Q.) I received this question from a partner in a ProLiant course and was inquiring if anyone could provide some feedback?

What impact will enabling the ?Node Interleaving? option in the BIOS of HP servers have on the OS and other applications, particularly as it relates to both Windows Server 2003 and 2008. How does the option affect NUMA aware OS (excludes Windows Server 2003 Standard Edition)?  I though if ?Node Interleaving? is enabled in BIOS is actually means the server is running UMA (Uniform Memory Architecture).

A.)  This option was first added into the DL585 rbsu, the first NUMA x86 server that HP launched.  When node interleave is disabled (default setting), the processor proceeds memory page r/w on its own node first, and once its local memory is full, then proceeds with memory on remote node (closest node).  When node interleave set to enabled, the processor read/write pages equally on local and remote memory.  As most of x86 apps are NOT numa aware, the setting is disabled by default. This is not the case for oracle db app.

Starting with G6 and nehalem, intel x86 servers are NUMA ready.

Here?s a relatively old  SAW article that explains how it works.

HP ProLiant DL585 Server Series – What Is Node Interleaving?
AMD-based HP ProLiant DL585 series of servers provide two methods of organizing memory access:

  • linear, non-uniform memory access (NUMA)
  • node interleaving, sufficiently uniform memory accessing (SUMA)

Node:
A node consists of one or more processors, its embedded memory controller, and the attached DIMMs. The total memory attached to all the processors is divided into 4-KB segments.

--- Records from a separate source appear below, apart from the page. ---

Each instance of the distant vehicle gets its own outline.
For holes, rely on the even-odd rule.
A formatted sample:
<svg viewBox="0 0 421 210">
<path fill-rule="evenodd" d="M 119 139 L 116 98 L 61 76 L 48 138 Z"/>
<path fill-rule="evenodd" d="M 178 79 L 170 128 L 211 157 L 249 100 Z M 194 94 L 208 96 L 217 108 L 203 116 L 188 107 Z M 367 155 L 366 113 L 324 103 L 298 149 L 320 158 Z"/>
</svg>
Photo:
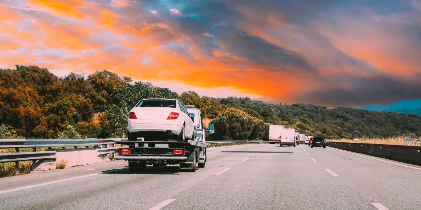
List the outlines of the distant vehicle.
<svg viewBox="0 0 421 210">
<path fill-rule="evenodd" d="M 305 144 L 309 144 L 309 142 L 310 141 L 310 138 L 312 138 L 313 136 L 306 136 L 306 141 L 305 142 Z"/>
<path fill-rule="evenodd" d="M 280 142 L 281 147 L 283 145 L 291 145 L 295 147 L 296 138 L 295 129 L 293 128 L 282 129 L 281 136 L 282 138 Z"/>
<path fill-rule="evenodd" d="M 311 148 L 314 147 L 323 147 L 323 148 L 326 148 L 326 142 L 325 141 L 325 138 L 322 136 L 313 137 L 311 144 Z"/>
<path fill-rule="evenodd" d="M 275 144 L 281 140 L 281 130 L 285 128 L 280 125 L 269 125 L 269 141 L 271 144 Z"/>
<path fill-rule="evenodd" d="M 305 140 L 306 140 L 306 134 L 300 134 L 299 143 L 301 144 L 304 144 Z"/>
<path fill-rule="evenodd" d="M 297 145 L 300 144 L 300 132 L 297 132 L 295 133 L 295 144 Z"/>
<path fill-rule="evenodd" d="M 136 141 L 176 139 L 194 140 L 195 126 L 183 103 L 169 99 L 144 99 L 129 113 L 128 138 Z"/>
</svg>

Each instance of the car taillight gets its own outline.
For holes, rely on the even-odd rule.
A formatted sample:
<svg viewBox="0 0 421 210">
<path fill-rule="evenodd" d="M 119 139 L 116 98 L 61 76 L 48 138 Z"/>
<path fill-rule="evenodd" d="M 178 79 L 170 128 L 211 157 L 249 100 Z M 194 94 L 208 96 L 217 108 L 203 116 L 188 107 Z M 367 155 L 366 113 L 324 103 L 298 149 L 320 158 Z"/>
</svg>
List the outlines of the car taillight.
<svg viewBox="0 0 421 210">
<path fill-rule="evenodd" d="M 131 154 L 131 150 L 130 150 L 130 149 L 120 149 L 120 154 L 127 154 L 128 155 Z"/>
<path fill-rule="evenodd" d="M 136 117 L 136 115 L 134 113 L 134 112 L 130 112 L 129 113 L 129 119 L 137 119 L 137 118 Z"/>
<path fill-rule="evenodd" d="M 172 112 L 170 113 L 170 115 L 168 116 L 167 120 L 175 120 L 179 118 L 180 115 L 176 112 Z"/>
<path fill-rule="evenodd" d="M 173 155 L 184 155 L 184 150 L 173 150 Z"/>
</svg>

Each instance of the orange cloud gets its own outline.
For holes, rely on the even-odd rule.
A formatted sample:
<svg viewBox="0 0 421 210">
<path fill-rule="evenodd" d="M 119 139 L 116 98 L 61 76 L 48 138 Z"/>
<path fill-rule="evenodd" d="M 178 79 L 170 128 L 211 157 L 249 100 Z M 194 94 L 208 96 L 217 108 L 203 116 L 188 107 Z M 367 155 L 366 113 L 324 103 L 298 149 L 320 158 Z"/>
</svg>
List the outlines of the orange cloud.
<svg viewBox="0 0 421 210">
<path fill-rule="evenodd" d="M 73 16 L 82 19 L 86 15 L 78 9 L 84 7 L 83 0 L 28 0 L 51 10 L 59 15 Z"/>
<path fill-rule="evenodd" d="M 102 10 L 99 13 L 99 17 L 109 26 L 112 26 L 117 23 L 116 20 L 121 18 L 121 16 L 107 10 Z"/>
</svg>

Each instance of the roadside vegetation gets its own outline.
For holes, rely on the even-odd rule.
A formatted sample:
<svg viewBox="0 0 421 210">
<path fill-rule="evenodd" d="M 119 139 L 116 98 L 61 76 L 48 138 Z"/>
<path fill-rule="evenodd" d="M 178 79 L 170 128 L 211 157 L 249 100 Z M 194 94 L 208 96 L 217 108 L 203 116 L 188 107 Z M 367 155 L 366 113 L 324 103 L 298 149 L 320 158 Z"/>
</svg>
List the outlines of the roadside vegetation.
<svg viewBox="0 0 421 210">
<path fill-rule="evenodd" d="M 403 145 L 405 145 L 405 139 L 413 138 L 414 138 L 413 136 L 397 136 L 388 138 L 369 138 L 368 137 L 363 137 L 360 138 L 358 141 L 354 141 L 353 139 L 348 139 L 328 140 L 329 142 Z M 418 137 L 415 138 L 420 139 L 421 137 Z M 418 145 L 419 146 L 421 146 L 421 144 L 419 143 L 418 143 Z M 411 145 L 415 146 L 415 142 L 413 141 Z"/>
</svg>

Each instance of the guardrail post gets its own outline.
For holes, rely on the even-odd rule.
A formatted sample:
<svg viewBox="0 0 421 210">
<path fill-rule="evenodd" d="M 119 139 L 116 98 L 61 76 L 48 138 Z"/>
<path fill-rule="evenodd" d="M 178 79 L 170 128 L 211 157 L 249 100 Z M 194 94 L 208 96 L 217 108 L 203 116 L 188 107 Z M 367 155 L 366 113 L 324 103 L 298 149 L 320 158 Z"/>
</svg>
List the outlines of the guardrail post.
<svg viewBox="0 0 421 210">
<path fill-rule="evenodd" d="M 32 152 L 36 152 L 37 151 L 37 147 L 32 147 Z M 31 171 L 35 170 L 35 167 L 37 167 L 36 161 L 37 161 L 37 160 L 33 160 L 32 161 L 32 166 L 31 167 Z"/>
<path fill-rule="evenodd" d="M 15 148 L 15 152 L 19 152 L 19 148 Z M 15 168 L 16 169 L 16 174 L 19 174 L 19 161 L 15 161 Z"/>
</svg>

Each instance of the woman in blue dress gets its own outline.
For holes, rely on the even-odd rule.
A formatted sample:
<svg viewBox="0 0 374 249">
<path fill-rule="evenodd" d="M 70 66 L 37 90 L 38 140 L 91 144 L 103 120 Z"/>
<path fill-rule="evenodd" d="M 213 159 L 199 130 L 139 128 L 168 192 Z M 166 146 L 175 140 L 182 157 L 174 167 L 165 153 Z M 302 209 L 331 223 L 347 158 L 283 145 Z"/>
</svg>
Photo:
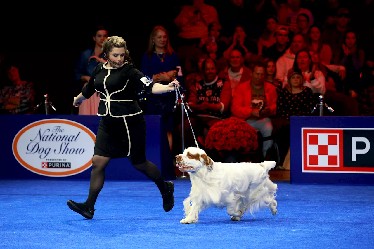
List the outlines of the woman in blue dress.
<svg viewBox="0 0 374 249">
<path fill-rule="evenodd" d="M 83 83 L 84 87 L 89 81 L 94 69 L 99 63 L 105 63 L 107 61 L 101 51 L 102 43 L 108 37 L 108 31 L 102 26 L 97 27 L 92 34 L 95 47 L 82 52 L 74 70 L 74 76 L 77 82 Z M 80 106 L 78 114 L 80 115 L 95 115 L 99 108 L 100 97 L 95 94 Z"/>
<path fill-rule="evenodd" d="M 162 26 L 153 28 L 149 37 L 148 49 L 142 59 L 141 72 L 154 82 L 166 85 L 177 79 L 184 88 L 183 76 L 178 56 L 171 46 L 166 29 Z M 175 105 L 175 92 L 166 93 L 157 97 L 147 96 L 145 112 L 147 115 L 162 116 L 165 121 L 170 149 L 172 146 L 172 132 Z"/>
</svg>

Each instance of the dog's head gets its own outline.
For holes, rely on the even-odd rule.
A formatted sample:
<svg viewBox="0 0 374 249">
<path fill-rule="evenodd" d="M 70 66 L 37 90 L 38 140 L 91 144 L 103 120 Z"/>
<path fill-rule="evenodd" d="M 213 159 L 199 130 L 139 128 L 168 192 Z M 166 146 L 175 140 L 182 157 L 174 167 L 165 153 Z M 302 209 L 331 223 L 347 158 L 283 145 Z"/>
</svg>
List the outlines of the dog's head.
<svg viewBox="0 0 374 249">
<path fill-rule="evenodd" d="M 176 166 L 180 171 L 196 172 L 202 169 L 209 171 L 213 169 L 213 160 L 203 150 L 195 147 L 186 149 L 183 154 L 175 157 L 175 160 L 177 163 Z"/>
</svg>

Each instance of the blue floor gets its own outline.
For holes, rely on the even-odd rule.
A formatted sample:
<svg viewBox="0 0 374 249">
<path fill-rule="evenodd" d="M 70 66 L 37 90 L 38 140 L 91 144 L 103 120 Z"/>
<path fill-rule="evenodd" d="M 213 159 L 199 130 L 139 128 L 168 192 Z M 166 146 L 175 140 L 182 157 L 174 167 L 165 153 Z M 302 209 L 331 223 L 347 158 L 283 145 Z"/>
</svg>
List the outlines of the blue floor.
<svg viewBox="0 0 374 249">
<path fill-rule="evenodd" d="M 191 183 L 174 182 L 166 213 L 153 182 L 107 181 L 88 220 L 66 201 L 85 201 L 88 181 L 0 181 L 0 248 L 374 248 L 374 187 L 277 182 L 275 216 L 233 222 L 212 208 L 184 224 Z"/>
</svg>

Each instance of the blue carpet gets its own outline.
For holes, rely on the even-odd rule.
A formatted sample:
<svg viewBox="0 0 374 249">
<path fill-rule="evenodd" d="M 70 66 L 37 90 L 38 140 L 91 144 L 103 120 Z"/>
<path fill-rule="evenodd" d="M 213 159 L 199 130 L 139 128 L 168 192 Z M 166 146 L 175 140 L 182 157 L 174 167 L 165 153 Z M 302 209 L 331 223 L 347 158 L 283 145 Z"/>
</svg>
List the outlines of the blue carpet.
<svg viewBox="0 0 374 249">
<path fill-rule="evenodd" d="M 184 224 L 191 184 L 174 182 L 166 213 L 153 182 L 107 181 L 88 220 L 66 201 L 84 201 L 88 181 L 0 181 L 0 248 L 374 248 L 374 187 L 278 182 L 275 216 L 267 209 L 233 222 L 211 208 Z"/>
</svg>

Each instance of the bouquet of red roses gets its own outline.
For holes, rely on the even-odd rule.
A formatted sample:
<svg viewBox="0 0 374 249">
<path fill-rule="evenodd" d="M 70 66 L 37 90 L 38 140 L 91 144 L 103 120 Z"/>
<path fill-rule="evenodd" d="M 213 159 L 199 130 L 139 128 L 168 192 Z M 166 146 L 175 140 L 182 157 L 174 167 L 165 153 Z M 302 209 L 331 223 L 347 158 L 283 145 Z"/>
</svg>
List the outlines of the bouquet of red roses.
<svg viewBox="0 0 374 249">
<path fill-rule="evenodd" d="M 217 150 L 235 150 L 248 152 L 258 147 L 256 130 L 237 118 L 226 119 L 215 123 L 209 130 L 205 147 Z"/>
</svg>

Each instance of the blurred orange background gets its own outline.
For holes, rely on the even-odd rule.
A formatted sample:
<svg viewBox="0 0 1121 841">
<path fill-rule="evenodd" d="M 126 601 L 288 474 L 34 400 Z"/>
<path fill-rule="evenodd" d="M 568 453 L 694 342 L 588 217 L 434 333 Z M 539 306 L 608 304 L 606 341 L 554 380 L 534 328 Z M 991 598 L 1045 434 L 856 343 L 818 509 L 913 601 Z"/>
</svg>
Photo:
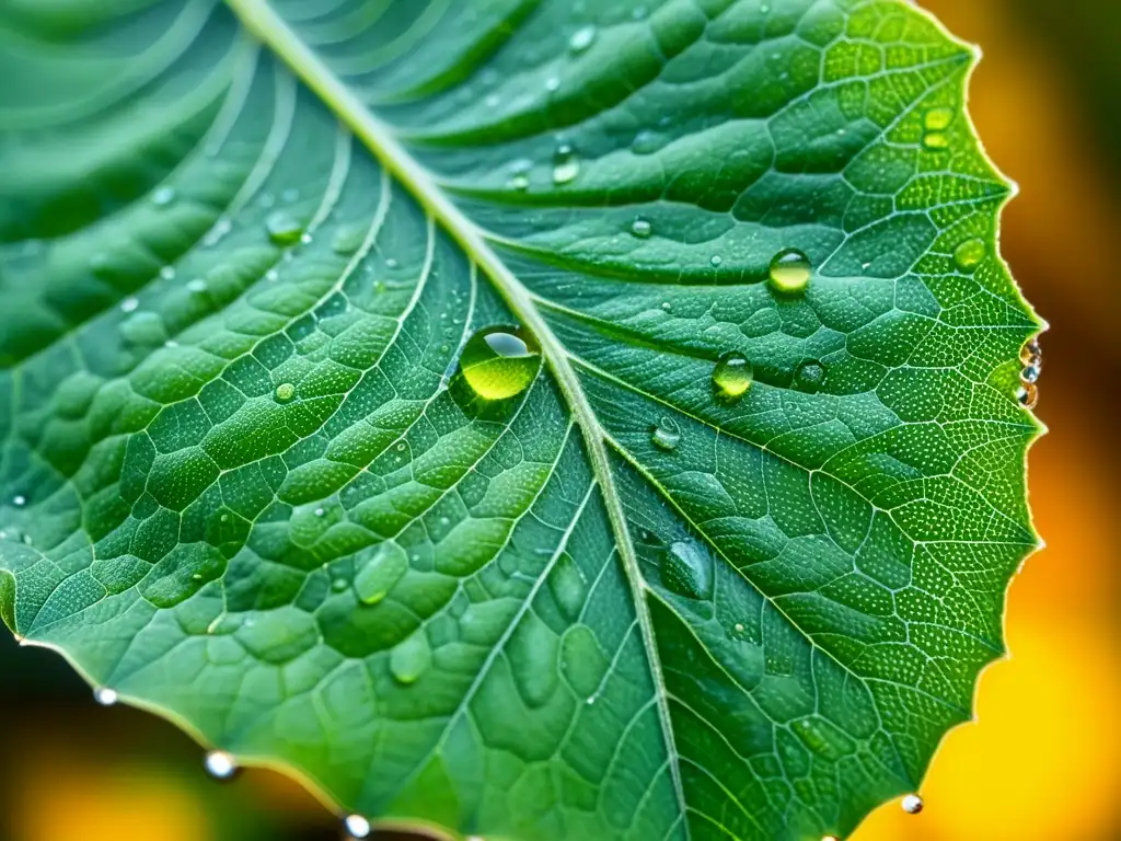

In case of linear addressing (NUMA), consecutive 4-KB segments are on the same node.

In case of node interleaving (SUMA), consecutive 4-KB segments are on different or adjacent nodes.

Linear memory accessing or NUMA
Linear memory accessing or NUMA defines the memory on all nodes sequentially. It assigns sequential addresses to all memory locations on node 0, then to all the memory locations on node 1, and so on until memory locations on all nodes have been assigned.

Node interleaving or SUMA
Node interleaving or SUMA breaks memory into 4-KB addressable entities. Addressing starts with address 0 on node 0. Sequential addresses through address 4095 are assigned to node 0, addresses 4096 through 8191 to node 1, addresses 8192 through 12287 to node 2, and addresses 12888 through 16383 to node 3. Address 16384 is assigned to node 0, and the process continues until all memory has been assigned in this fashion.

Applications that do not benefit from node interleaving
To take advantage of NUMA architecture, the operating system and the applications that run on the system must assign memory on a per-thread basis. In general, a NUMA-aware operating system such as Microsoft Windows and a NUMA-aware application such as Microsoft SQL Server will benefit from the NUMA organization. A NUMA-aware operating system and applications that allocate and de-allocate memory at the thread level will benefit from the NUMA organization because the allocation and the thread will have a tendency to run on the same node.

 Applications that benefit from node Interleaving:
If an application uses a common allocation thread, it will benefit from node interleaving.